Brilliant, eh, plenty a room tae run aboot. Enjoy masel. Have fun. And there was a farm back tae back on it…We used tae go in there and steal the potatoes and the turnips.

We have evidence that there were tilly lamps in the huts. Robert Thomson remembers these and also when electricity was being introduced to the huts. It is unclear who made the improvements:

Eh, the washing…we had a big white sink… When we went in, at first, we didnae have any water...we didnae have any lights in it. We didnae have any heating tae start aff wi’. And then, I dunno whether the council or who it was…but they put lights in it, and they put water in it. Wisnae hot water. It was always cauld water. And you had to boil up any hot water you wanted.

Oral testimony suggests that there were a few more conveniences at the camp than Commander Galbraith mentioned, though it is unclear when improvements were made. Raymond Barnes remembers the large communal bath at the camp:

No - there was only one… one hut. On the far side there were three huts, in the middle one was a communal bath, a big bath in it…and that was there when we were there but nobody ever lived in that one, y’know. Because that was a communal bath and that, maybe the prisoners… when they came off playing a game of football or something like that, they just went right into, just jumped into the bath.

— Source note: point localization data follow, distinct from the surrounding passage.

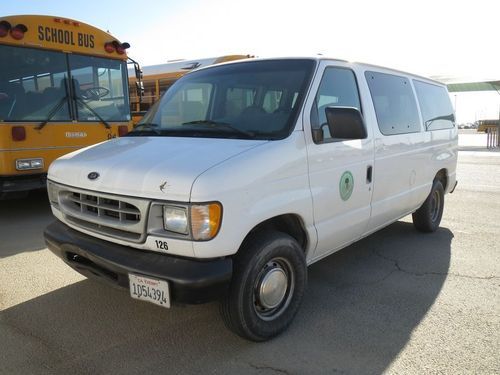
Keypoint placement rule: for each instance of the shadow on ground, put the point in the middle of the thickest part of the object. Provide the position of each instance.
(360, 309)
(22, 222)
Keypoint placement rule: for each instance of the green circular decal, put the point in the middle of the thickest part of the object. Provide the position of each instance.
(346, 185)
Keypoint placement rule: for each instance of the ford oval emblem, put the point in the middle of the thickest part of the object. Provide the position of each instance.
(93, 176)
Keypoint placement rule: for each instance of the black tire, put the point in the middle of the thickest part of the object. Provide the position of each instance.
(271, 259)
(428, 216)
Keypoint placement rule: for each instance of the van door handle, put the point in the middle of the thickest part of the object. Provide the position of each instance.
(369, 170)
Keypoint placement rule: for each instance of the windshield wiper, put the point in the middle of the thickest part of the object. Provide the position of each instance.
(223, 125)
(449, 117)
(80, 100)
(52, 113)
(145, 127)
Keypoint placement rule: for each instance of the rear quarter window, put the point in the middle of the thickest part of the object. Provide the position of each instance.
(435, 105)
(394, 102)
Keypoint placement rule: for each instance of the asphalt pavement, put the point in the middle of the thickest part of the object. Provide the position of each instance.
(396, 302)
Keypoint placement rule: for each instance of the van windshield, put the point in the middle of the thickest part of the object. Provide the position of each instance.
(249, 100)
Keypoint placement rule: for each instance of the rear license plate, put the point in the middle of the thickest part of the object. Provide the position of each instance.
(148, 289)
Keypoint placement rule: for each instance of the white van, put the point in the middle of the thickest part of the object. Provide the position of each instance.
(244, 174)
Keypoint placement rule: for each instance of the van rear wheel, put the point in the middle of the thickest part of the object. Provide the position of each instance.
(428, 217)
(269, 280)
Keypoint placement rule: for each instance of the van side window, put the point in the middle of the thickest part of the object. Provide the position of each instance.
(435, 105)
(395, 104)
(338, 88)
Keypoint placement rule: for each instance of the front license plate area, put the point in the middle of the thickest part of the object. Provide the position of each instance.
(149, 289)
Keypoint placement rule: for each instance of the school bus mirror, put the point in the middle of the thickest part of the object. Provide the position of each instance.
(138, 71)
(140, 88)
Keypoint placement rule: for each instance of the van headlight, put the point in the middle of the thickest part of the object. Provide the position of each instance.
(175, 219)
(205, 220)
(202, 221)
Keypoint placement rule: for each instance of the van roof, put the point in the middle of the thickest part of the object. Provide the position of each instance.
(325, 58)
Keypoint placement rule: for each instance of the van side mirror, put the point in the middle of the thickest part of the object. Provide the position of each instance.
(345, 123)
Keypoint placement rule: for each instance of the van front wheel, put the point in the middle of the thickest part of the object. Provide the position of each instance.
(269, 279)
(428, 216)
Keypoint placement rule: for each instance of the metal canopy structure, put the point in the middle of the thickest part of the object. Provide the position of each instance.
(456, 84)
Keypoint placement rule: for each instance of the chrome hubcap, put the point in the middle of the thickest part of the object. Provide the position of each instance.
(273, 288)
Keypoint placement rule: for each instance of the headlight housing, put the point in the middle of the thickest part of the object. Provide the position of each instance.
(175, 219)
(201, 221)
(205, 221)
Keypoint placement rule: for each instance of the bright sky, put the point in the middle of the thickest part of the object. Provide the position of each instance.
(427, 37)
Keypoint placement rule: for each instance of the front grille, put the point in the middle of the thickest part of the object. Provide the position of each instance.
(114, 216)
(113, 209)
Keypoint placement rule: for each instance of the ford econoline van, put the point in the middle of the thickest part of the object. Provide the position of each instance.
(244, 174)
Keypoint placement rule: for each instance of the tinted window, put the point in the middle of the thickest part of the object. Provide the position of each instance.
(394, 102)
(435, 105)
(338, 88)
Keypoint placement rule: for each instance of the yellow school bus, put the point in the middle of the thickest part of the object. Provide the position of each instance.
(63, 86)
(156, 79)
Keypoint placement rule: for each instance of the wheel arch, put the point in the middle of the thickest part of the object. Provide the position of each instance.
(290, 224)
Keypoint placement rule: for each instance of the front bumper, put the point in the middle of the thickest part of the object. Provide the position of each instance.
(10, 184)
(190, 280)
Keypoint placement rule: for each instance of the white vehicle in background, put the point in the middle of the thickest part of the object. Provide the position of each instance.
(245, 173)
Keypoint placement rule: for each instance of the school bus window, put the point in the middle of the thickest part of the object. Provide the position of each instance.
(99, 86)
(26, 79)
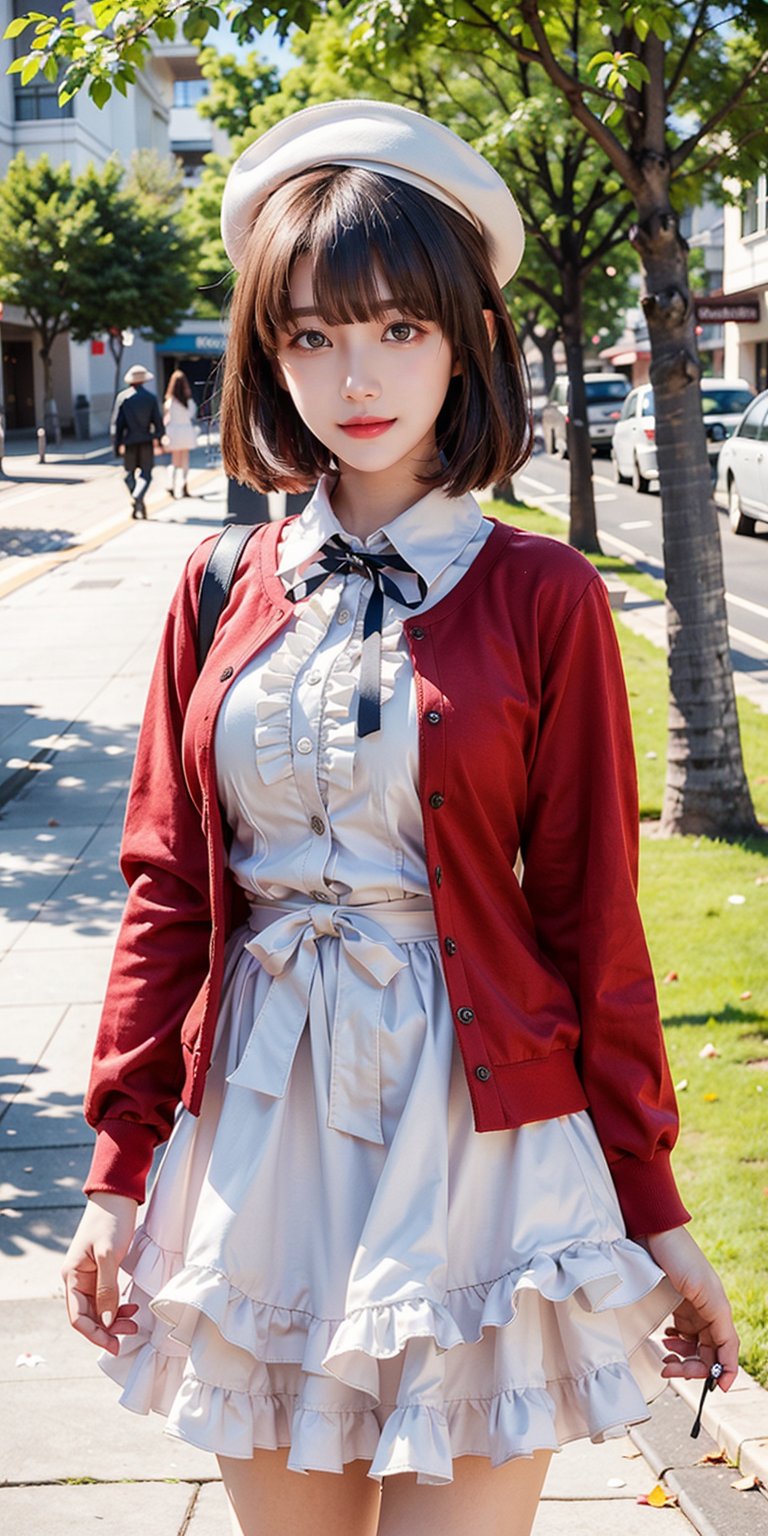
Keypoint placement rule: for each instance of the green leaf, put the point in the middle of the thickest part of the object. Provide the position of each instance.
(31, 66)
(100, 91)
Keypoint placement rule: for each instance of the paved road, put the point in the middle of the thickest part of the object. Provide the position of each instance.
(630, 524)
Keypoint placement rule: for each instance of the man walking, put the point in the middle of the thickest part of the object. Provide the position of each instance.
(137, 424)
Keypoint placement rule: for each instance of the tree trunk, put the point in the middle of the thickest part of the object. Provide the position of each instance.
(707, 788)
(49, 406)
(582, 532)
(115, 346)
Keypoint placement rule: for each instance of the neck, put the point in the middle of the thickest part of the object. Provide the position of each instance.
(364, 503)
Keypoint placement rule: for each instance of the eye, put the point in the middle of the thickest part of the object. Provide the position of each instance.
(404, 331)
(311, 341)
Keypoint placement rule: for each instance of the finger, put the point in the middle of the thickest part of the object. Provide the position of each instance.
(106, 1289)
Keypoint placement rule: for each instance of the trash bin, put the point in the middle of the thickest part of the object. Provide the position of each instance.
(82, 417)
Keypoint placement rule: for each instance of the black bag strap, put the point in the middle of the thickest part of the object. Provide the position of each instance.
(217, 581)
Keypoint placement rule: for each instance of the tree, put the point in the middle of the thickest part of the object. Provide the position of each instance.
(575, 214)
(49, 229)
(676, 96)
(140, 277)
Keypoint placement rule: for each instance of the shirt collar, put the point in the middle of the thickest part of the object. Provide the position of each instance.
(429, 535)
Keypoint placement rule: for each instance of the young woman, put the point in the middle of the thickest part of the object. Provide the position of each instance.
(415, 1220)
(178, 417)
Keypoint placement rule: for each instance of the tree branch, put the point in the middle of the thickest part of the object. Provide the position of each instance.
(688, 145)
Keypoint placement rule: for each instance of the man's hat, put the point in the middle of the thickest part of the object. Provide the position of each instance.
(383, 137)
(137, 375)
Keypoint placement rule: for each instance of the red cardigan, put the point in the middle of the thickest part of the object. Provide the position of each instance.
(524, 747)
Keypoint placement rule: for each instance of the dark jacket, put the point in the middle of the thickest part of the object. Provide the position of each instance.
(137, 417)
(524, 747)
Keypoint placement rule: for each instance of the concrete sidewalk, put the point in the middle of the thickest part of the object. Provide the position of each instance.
(76, 648)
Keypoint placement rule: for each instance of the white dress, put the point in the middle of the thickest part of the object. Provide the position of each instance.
(332, 1258)
(180, 424)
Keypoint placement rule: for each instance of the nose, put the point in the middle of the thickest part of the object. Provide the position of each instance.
(360, 380)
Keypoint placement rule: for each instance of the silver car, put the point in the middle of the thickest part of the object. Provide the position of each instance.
(742, 469)
(633, 447)
(605, 393)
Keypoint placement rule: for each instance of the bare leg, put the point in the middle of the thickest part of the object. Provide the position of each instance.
(266, 1499)
(490, 1501)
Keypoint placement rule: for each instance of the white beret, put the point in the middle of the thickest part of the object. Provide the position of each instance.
(383, 137)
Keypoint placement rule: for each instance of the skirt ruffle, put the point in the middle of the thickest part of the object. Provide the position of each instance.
(298, 1287)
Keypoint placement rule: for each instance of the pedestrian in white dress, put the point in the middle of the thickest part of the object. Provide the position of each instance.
(178, 417)
(415, 1218)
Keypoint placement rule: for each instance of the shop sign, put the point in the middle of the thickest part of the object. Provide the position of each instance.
(716, 311)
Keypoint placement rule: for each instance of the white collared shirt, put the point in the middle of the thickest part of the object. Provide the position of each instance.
(314, 808)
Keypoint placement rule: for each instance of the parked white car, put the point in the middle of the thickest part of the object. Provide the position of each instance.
(605, 393)
(633, 446)
(742, 469)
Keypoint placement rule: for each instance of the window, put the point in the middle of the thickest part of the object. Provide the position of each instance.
(754, 212)
(188, 92)
(750, 426)
(39, 100)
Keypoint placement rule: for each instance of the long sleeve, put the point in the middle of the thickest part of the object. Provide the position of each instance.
(162, 953)
(581, 883)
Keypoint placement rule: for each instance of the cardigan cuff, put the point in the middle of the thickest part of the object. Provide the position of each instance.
(648, 1195)
(122, 1158)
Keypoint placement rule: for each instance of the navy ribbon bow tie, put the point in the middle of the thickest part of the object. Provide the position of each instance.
(338, 558)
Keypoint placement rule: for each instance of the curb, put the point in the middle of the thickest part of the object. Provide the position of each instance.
(103, 533)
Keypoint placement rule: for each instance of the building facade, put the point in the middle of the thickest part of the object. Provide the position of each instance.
(745, 283)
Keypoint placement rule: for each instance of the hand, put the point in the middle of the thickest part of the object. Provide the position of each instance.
(89, 1271)
(704, 1329)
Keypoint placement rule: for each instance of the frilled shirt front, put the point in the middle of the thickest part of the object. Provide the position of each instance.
(314, 808)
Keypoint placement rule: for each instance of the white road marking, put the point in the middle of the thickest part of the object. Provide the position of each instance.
(748, 639)
(747, 604)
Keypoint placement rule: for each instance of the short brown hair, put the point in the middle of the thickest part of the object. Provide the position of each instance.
(354, 223)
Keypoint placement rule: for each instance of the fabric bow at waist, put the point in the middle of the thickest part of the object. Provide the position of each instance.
(369, 957)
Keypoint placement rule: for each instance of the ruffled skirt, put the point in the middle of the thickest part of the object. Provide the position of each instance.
(403, 1297)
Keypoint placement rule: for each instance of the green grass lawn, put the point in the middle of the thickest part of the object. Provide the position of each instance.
(710, 962)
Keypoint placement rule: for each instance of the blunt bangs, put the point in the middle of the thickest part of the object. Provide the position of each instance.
(360, 231)
(374, 243)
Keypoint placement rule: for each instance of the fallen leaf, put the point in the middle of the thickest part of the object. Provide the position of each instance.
(658, 1498)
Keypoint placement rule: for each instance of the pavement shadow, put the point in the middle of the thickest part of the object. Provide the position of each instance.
(34, 541)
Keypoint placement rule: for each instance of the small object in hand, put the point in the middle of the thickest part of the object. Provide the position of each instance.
(708, 1386)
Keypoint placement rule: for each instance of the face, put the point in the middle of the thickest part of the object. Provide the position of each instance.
(370, 390)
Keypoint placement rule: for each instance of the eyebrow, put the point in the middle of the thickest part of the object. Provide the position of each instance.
(317, 315)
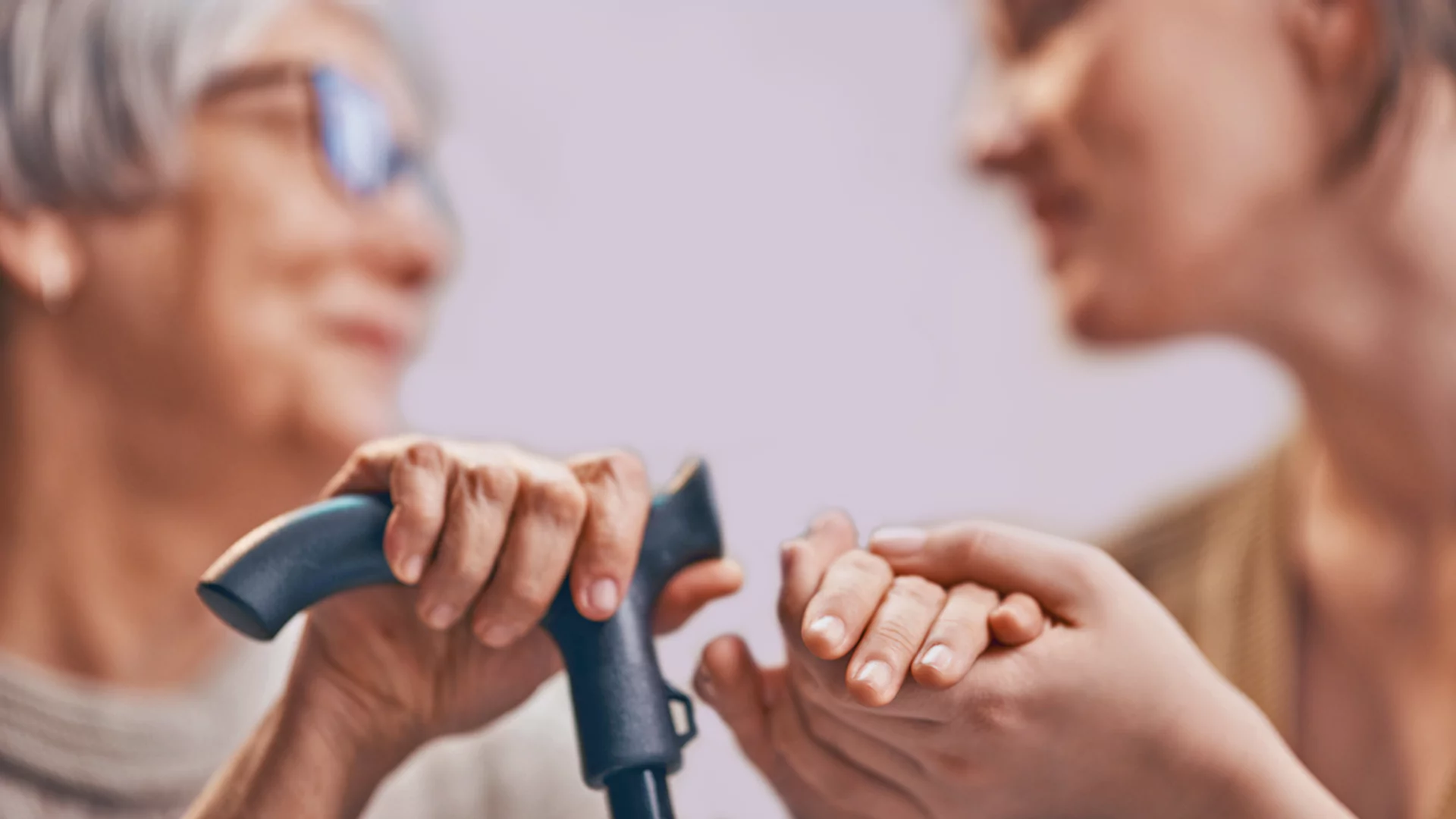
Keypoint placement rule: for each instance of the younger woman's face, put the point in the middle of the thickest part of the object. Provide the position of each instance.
(1164, 149)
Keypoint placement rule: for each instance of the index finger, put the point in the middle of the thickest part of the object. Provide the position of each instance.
(618, 504)
(805, 560)
(1065, 576)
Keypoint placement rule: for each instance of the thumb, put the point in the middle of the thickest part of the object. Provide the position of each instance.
(1017, 621)
(1065, 576)
(733, 684)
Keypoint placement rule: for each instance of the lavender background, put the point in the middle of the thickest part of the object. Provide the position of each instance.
(739, 231)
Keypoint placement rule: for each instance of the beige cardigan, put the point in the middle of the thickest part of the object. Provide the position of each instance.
(1218, 563)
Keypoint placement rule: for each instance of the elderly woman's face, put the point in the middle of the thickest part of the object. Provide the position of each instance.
(1164, 148)
(262, 292)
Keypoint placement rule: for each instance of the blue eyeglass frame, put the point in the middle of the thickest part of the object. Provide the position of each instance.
(351, 127)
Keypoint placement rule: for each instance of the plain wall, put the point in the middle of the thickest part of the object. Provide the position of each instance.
(742, 232)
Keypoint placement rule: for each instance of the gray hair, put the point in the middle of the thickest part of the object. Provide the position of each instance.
(93, 93)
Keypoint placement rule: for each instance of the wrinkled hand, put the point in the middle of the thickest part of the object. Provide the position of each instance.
(859, 639)
(1110, 711)
(482, 535)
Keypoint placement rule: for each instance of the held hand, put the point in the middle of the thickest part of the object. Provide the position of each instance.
(855, 632)
(482, 535)
(1110, 711)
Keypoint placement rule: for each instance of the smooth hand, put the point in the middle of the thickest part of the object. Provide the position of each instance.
(1110, 711)
(482, 537)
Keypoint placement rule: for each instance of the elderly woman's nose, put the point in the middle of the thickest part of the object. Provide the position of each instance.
(998, 139)
(410, 240)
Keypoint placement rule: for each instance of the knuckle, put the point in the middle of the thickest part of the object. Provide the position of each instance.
(865, 566)
(471, 563)
(617, 466)
(564, 500)
(490, 482)
(896, 635)
(419, 515)
(529, 592)
(918, 591)
(425, 453)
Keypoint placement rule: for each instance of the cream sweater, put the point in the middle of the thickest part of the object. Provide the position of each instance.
(76, 751)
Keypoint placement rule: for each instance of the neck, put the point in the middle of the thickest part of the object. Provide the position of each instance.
(108, 516)
(1372, 340)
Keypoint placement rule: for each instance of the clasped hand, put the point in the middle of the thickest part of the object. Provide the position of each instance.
(925, 681)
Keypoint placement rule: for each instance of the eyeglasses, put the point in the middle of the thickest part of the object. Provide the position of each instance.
(351, 127)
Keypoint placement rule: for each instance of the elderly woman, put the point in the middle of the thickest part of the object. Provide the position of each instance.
(218, 246)
(1279, 172)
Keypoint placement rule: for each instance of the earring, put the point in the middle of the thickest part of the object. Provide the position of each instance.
(55, 281)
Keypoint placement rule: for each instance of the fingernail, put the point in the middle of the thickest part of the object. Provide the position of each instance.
(938, 657)
(440, 617)
(829, 629)
(601, 595)
(413, 569)
(899, 541)
(498, 635)
(705, 686)
(875, 673)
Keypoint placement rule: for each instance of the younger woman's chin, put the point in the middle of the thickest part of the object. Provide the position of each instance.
(1095, 318)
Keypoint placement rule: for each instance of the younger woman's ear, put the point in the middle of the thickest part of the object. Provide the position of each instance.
(1341, 42)
(39, 259)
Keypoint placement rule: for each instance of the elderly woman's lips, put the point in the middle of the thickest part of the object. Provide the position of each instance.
(1057, 213)
(381, 338)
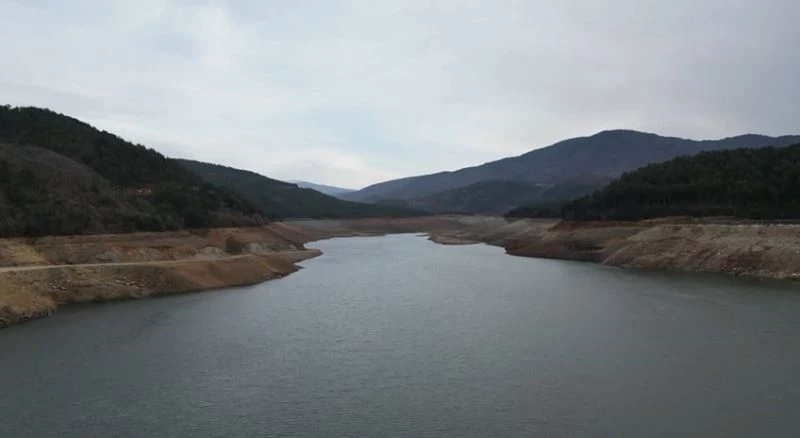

Phil Wilson remembers the wash house and the toilets at the camp:

The outside toilets near the entrance, which we were not allowed to go to after dark, for obvious reasons. The wash house was at the top end of the camp, where the women gathered on wash day for a bit of a natter, with all the white sinks in a line.

Robert Thomson remembers the toilets at the camp:

The toilets, oh, there was a multiple o’ toilets. ‘Coz, where we stayed there was a big hut. And in there was maybe twenty cubicles. We could just use whichever one we wanted. And that’s where yer toilets were. Never had any inside toilets. And that was the toilets that we used. So that was the ones that the prisoners o’ war used.

Our respondents also have some memories of the stoves in the huts. One talks about how these had been there since the camp’s days as an army training camp for the Pioneer Corps:

What I remember of the hut was the black range, which my mother used to take great pride in cleaning. My bed was the first on the right on entering the hut. When I was in bed, I was unable to move with all the blankets and coats piled on me! With no toilets in the huts, it was the potty under the bed, and I never wanted to get out of bed to use it, especially when I was nice and toasty under all the bed coverings.